Aussi Vien eut David pour disciple et Devosge a Prud’hon.

Si Prud’hon eût été le contemporain de Michel-Ange à Florence, il aurait sa place auprès d’Andrea del Sarto. Si François Boucher, au lieu de naître en France au XVIIIe siècle, était un homme de la Renaissance italienne, peut-être faudrait-il chercher ses œuvres parmi celles que nous a laissées Raphaël. Boucher, tout aussi bien que Prud’hon, était doué.


Je complétai les souvenirs de Gigoux en lui rappelant que Joshua Reynolds, il y a cent ans, parla de Boucher devant l’Académie royale de Londres. Il raconta qu’il s’était un jour présenté chez Boucher. Le peintre français travaillait, sans modèle d’aucune sorte, à une grande composition, et il avoua naïvement à Reynolds que l’étude de la nature ne lui semblait pas utile depuis qu’il était parvenu à l’âge d’homme. Reynolds se moqua finement de Boucher au sujet de cette confidence. C’était son droit. Mais les défauts de Boucher comme ceux de Prud’hon tiennent à des causes secondaires. Ces maîtres avaient en eux l’étincelle, et je doute vraiment que Joshua Reynolds, malgré son talent plein d’éclat, mérite jamais que l’on dise sur lui ce que Gigoux se plaisait à dire sur Boucher et Prud’hon : ces deux hommes jouiraient de toute renommée s’ils avaient appartenu à l’école toscane au XVIe siècle.

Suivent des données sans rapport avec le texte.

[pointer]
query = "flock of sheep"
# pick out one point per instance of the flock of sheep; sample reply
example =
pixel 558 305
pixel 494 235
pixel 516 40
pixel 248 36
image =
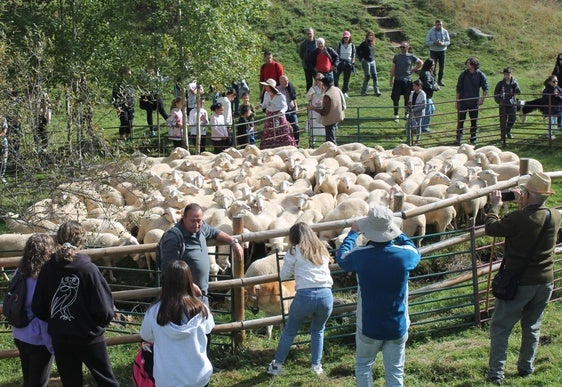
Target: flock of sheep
pixel 136 201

À mainte reprise, dans ses entretiens, Gigoux est revenu sur Bonington et Prud’hon. Prud’hon, le poète du crayon que David appelait « Watteau », que d’autres avaient surnommé le « Corrège français », était l’objet d’une admiration profonde de la part de notre peintre. Ce n’est pas que Gigoux ait été en aucune façon l’imitateur du procédé de Prud’hon. Il ne se passait guère de jours que Gigoux ne travaillât devant la nature. Mais est-il sage de condamner les chefs-d’œuvre, quelle que soit la méthode qui les

  1. L’éditeur des Causeries publiées en 1885 écrit « de Vosges ». C’est une faute. De même ne fallait-il pas laisser dire à Gigoux que David et Prud’hon sont nés à Dijon. Le premier a vu le jour à Paris et le second à Cluny.